Aufwand: 30 – 60 Minuten

Standort: Grünflächen, Garten, Balkonecken, Übergänge zu angrenzenden Gärten und Flächen

 

Schritt 1: Garten- oder Balkonskizze erstellen – Welche Flächen hast du?

  • Erstelle eine einfache Skizze deiner Fläche (Garten, Balkon oder Terrasse).
  • Zeichne alle Flächen und Elemente ein: Rasen- & Wiesenflächen, Wege, Bäume, Hecken, Blumentöpfe, Gemüsebeete oder Teiche.
  • Markiere Bereiche, die du oder andere Personen aktiv nutzen. Du kannst sie in täglich, häufig, selten oder nie genutzte einteilen.
  • Kennzeichne mögliche Gefahrenstellenfür Tiere. Z.B. Schächte ohne Ausstieg, hohe Poolränder, Zäune ohne Durchlass oder Treppen ohne Aufstiegshilfe. Markiere diese im Plan.

 

Schritt 2: Nutzungsansprüche klären

Überlege, wie du die Flächen nutzen willst, welche Aktivitäten dort stattfinden sollen und beziehe alle Nutzenden ein. Unterscheide zwischen häufig und kaum genutzten Bereichen.

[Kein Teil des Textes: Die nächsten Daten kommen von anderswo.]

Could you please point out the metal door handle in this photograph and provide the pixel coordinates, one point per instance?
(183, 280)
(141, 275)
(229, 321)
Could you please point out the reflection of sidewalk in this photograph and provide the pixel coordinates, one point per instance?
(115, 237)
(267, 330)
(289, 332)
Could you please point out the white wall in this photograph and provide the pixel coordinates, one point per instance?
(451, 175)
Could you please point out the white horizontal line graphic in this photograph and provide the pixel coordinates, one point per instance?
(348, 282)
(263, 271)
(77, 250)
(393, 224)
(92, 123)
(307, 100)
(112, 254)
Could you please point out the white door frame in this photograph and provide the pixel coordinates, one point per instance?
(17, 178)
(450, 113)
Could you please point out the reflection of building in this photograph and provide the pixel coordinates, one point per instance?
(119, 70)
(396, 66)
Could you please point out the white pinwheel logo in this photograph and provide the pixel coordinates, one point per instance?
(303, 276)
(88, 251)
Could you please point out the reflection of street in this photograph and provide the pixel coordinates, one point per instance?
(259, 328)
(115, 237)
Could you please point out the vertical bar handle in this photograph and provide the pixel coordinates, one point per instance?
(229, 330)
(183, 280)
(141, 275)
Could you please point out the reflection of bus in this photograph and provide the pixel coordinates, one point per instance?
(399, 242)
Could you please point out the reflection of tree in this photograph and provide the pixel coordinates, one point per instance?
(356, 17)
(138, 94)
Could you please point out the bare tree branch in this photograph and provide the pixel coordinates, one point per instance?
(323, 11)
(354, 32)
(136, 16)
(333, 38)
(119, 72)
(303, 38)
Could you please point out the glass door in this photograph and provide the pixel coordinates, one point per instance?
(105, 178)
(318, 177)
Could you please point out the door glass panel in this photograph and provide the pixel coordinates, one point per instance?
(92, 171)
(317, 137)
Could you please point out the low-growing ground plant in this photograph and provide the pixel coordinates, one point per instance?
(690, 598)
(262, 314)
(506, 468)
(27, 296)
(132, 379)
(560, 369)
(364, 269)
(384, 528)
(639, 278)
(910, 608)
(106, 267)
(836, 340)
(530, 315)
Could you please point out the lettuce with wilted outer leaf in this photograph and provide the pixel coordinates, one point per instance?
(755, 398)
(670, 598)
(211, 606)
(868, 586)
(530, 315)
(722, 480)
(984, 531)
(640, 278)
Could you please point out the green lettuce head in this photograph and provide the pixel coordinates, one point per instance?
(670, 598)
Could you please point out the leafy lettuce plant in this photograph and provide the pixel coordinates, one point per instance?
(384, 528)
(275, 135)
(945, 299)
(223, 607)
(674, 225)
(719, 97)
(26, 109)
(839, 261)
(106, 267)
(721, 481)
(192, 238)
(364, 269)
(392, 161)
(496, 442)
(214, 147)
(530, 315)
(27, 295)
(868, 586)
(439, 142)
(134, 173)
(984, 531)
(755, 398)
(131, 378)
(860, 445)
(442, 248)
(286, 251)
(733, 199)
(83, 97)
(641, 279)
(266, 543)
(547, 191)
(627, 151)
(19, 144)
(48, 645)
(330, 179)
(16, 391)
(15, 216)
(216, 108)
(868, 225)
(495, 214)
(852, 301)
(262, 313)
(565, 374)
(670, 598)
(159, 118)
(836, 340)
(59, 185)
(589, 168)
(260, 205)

Achte darauf, wo sich verschiedene Nutzungen überschneiden oder gegenseitig stören könnten. Solche Nutzungskonflikte sind wichtig zu erkennen, um gezielt ruhige oder naturnahe Bereiche zu planen.

Nutze die Checkliste «Nutzungsansprüche» und ergänze deine Skizze.

 

Schritt 3: Gestaltungsansprüche klären

Überlege dir, wie die einzelnen Flächen aussehen sollen. Dabei kann es um Ordnung, Übersichtlichkeit, Natürlichkeit oder Vielfalt gehen. Lege fest, wo Struktur gewünscht ist und wo mehr Wildnis entstehen darf. 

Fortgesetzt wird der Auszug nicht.